Quantum material pushes electrons to the limitRyan Clancy | November 19, 2021
A recent study undertaken by the U.S. Department of Energy (DOE) discovered that within a scarce quantum material, electrons move around in ways that are coordinated; they described this movement as “dancing”. When this material is strained, it develops an electronic band structure which allows for more exotic and tighter correlated movement (like tangoing) of Dirac electrons. It is especially prevalent in electric mobile charge carriers and could result in faster transistors in the future.
Researchers stated they were able to combine topology and correlation within one system. Topology is the probing of properties which are preserved when a (geometric) object deforms, like if squeezed or stretched. This research could prove to be very important when it comes to computing and information technologies.
In conventional or typical materials, electrons are known to move more predictably (for instance with energy in metals and without energy in insulators). However, in quantum materials, electrons interact strongly with one another, and are seen to move in correlated but unexpected ways due to physical forces. Simply put, when one electron moves it creates a force that causes nearby electrons to do the same.
How was this movement studied?
To analyze this tight “tango” in topological quantum material(s), a crystalline thin film of a very stable transition metal oxide was led to synthesis. The film was made of puled-laser epitaxy, then stained to compress the layers and stabilize a phase that is not present in the bulk of the crystal. This was the first time that this phase was able to be stabilized.
Theory-based simulations were held and predicted the strained material was from the band structure. Within the strained environment, the compound under investigation, strontium niobate (which is a perovskite oxide) changed its structure to one that shared a special symmetry with this newly found electron band structure.
“Degenerate” is the name for the various states within a quantum mechanical system, only if they share a similar energy value when measured. Every degenerate state is also likely to be filled with electrons. In this situation, the special symmetry that was found resulted in just one energy level producing four states. As this special symmetry is present, the degeneracy is then protected, and this Dirac electron movement found during these tests is new in a quantum material. These findings developed a model that simulated how band structure is influenced by crystal symmetry.
Quantum materials further explained
Simply put, a quantum material that is subjected to a magnetic field can be likened to a building with ten stories and people on every floor. Each floor in this example represents a quantized, defined energy level. When the magnetic field strength is increased, imagine a fire alarm in the building and all the people on each floor rush to the bottom and reach the designed “safe area”. This is exactly what happens to the Dirac electrons as they all migrate the extreme quantum limit.
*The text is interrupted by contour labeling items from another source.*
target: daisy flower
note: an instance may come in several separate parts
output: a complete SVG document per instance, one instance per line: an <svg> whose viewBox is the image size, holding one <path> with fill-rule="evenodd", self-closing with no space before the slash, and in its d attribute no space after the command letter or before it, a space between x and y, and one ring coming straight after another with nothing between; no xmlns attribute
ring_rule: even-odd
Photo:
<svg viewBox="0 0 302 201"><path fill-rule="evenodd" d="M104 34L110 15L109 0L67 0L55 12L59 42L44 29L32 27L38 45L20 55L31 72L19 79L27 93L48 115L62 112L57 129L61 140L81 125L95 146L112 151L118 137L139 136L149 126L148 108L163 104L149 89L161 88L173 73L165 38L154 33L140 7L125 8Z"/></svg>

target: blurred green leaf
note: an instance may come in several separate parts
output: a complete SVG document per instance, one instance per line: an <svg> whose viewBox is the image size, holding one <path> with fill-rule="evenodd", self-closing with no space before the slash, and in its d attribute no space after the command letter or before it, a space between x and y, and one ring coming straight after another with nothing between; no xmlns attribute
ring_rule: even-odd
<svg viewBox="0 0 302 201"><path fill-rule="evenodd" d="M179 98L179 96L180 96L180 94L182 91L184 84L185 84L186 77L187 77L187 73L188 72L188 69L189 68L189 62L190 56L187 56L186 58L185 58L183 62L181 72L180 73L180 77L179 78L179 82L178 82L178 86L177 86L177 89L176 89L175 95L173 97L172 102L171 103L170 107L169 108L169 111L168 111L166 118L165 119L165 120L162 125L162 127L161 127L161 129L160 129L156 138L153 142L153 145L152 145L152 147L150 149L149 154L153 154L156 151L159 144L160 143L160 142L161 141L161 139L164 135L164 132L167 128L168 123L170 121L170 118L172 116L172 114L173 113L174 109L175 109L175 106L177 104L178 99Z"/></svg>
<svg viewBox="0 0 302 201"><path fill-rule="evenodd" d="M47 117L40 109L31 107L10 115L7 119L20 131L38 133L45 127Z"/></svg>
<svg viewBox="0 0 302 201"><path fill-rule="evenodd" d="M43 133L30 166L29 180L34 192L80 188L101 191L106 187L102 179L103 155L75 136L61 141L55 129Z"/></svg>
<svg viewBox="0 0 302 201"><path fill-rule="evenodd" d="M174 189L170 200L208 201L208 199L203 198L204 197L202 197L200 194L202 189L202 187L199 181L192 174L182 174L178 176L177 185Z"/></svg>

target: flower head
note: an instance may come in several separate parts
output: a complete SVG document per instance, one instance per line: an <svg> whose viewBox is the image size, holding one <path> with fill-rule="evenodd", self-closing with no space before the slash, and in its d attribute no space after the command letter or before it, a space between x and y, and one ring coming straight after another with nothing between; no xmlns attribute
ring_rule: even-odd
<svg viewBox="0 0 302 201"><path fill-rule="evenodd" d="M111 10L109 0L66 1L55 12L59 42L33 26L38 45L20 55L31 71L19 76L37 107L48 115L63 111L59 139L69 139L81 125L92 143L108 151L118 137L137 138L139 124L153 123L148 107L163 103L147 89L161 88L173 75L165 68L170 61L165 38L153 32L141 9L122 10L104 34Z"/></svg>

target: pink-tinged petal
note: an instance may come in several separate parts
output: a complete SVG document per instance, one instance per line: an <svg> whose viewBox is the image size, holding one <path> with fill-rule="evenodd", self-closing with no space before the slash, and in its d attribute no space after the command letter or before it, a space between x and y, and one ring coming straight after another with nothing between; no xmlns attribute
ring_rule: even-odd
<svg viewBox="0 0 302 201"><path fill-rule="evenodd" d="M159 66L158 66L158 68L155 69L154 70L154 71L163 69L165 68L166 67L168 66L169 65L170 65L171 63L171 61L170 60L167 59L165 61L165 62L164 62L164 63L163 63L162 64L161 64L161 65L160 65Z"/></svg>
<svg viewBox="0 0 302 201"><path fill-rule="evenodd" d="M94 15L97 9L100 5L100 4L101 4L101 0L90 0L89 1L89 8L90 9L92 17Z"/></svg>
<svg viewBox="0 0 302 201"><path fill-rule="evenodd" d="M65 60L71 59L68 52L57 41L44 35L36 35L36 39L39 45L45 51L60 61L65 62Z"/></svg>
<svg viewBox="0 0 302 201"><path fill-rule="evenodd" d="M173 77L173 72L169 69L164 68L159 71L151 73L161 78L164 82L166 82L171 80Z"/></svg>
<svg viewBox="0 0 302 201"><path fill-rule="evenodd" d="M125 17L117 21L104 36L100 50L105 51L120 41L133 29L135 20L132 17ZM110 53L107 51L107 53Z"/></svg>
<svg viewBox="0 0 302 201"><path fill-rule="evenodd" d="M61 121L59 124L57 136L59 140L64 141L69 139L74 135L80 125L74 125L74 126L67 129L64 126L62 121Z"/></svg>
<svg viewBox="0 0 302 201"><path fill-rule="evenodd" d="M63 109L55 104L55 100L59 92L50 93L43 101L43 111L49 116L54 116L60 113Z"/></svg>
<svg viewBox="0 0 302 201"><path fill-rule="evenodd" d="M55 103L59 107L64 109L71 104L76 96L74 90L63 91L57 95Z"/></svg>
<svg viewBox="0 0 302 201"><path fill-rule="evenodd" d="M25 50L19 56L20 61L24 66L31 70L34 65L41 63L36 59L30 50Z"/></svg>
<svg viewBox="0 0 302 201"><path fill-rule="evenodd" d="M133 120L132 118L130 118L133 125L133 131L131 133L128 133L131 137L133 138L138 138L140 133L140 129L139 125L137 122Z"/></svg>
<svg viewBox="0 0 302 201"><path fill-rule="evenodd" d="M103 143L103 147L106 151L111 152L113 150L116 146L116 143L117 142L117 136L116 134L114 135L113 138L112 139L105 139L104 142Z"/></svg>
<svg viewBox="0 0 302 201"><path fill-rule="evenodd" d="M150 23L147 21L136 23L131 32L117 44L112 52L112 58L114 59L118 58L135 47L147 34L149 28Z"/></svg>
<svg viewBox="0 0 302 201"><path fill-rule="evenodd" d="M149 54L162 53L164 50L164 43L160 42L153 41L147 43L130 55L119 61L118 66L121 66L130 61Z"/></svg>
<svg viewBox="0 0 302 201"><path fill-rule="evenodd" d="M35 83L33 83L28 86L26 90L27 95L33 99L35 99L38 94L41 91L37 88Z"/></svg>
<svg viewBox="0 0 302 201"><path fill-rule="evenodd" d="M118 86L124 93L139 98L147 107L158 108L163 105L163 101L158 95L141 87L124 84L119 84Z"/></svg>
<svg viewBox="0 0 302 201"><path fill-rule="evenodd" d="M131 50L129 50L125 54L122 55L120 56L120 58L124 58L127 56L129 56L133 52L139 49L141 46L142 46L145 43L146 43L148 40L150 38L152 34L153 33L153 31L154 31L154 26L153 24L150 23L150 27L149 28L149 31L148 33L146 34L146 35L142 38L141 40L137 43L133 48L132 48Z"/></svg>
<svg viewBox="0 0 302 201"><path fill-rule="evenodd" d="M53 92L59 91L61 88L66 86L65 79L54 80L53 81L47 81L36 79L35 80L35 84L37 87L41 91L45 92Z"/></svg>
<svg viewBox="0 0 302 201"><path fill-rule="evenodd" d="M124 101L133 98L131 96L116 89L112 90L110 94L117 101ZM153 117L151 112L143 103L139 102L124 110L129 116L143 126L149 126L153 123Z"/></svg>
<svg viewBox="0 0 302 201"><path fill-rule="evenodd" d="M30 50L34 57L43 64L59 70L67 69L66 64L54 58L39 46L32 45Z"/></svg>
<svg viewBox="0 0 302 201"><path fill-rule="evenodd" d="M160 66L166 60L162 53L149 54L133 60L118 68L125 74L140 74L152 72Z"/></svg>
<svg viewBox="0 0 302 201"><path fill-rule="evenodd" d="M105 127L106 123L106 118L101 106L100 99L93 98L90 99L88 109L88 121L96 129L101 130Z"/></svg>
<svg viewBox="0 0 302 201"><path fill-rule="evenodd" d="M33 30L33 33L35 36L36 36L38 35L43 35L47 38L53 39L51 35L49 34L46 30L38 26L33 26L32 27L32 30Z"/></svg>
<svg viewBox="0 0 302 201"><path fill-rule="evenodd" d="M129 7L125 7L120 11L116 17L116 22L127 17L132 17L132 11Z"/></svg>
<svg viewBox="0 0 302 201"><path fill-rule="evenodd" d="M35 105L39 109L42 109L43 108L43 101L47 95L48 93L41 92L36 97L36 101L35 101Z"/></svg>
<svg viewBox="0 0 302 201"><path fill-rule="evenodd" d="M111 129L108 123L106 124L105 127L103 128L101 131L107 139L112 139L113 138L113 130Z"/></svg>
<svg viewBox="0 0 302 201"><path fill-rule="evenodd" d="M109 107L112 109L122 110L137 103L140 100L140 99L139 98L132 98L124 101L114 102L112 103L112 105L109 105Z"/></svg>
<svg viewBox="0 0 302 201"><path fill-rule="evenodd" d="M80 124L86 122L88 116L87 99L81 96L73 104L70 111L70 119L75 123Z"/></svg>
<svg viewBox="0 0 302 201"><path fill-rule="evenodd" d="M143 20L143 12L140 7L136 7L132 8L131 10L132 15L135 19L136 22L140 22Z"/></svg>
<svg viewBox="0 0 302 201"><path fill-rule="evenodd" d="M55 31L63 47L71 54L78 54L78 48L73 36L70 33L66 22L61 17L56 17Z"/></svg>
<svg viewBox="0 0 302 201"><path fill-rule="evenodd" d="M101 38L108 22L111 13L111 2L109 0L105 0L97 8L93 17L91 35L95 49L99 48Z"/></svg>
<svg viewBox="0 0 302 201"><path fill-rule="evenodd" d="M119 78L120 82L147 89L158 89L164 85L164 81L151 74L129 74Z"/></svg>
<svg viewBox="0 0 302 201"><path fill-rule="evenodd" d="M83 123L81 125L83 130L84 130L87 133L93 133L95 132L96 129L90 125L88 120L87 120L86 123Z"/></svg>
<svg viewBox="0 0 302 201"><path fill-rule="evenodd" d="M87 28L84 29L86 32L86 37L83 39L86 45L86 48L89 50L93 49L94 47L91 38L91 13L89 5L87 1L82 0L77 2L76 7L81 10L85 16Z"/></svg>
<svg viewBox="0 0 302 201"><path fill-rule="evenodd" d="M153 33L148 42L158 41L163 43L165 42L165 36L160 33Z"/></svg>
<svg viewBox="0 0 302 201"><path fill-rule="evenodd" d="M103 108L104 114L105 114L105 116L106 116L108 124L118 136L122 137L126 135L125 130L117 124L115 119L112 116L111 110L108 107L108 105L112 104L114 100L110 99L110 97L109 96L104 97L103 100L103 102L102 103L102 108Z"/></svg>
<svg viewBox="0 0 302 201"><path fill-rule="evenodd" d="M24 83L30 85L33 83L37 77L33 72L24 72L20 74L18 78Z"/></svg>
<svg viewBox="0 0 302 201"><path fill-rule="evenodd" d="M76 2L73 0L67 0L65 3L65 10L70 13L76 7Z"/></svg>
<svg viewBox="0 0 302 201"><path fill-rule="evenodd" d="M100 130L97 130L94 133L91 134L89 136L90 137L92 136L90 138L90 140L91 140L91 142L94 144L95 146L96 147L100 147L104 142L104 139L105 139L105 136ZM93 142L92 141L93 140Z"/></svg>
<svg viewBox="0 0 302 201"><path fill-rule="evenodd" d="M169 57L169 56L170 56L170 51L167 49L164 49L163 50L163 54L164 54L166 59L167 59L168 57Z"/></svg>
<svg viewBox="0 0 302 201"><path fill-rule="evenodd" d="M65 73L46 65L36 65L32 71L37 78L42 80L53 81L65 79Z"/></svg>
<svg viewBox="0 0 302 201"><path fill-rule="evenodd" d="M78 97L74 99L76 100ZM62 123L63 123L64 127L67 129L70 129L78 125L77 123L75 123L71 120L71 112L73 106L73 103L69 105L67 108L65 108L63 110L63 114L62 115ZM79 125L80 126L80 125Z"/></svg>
At the extreme quantum limit, all the electrons group together and their interactions with one another increase significantly. As a result, their interactions become complicated and interconnected. This is correlated electron behavior, as opposed to single particle behavior. Einstein called this “spooky at a distance”, and many objects begin to behave as a singular object. This behavior is the key to quantum computing.
Understanding electron behaviors
The goal of these tests is to increase understanding of electron behavior once they go into the extreme quantum limit. This remains to be a somewhat mysterious area where scientists do not fully understand what is happening. The highest mobility of electrons was found in oxide-based systems, which is the first oxide-based Dirac material to ever reach the extreme quantum limit.
From theoretical calculations, it is estimated that 100,000 tesla are needed for electrons within typical semiconductors to venture to the extreme quantum limit. In the unique topological strain engineered quantum material that the researchers and scientists used for these tests, it was found that only three tesla were needed to reach the extreme quantum limit.
Until these discoveries, scientists were unable to fully test the extreme quantum limit’s physics because of the level of difficulty involved in forcing all the electrons down to just one energy level and analyzing the results. This new quantum material allows them to explore the results with just a few tesla applied, accelerating the understanding of the extreme quantum limit and quantum entanglement.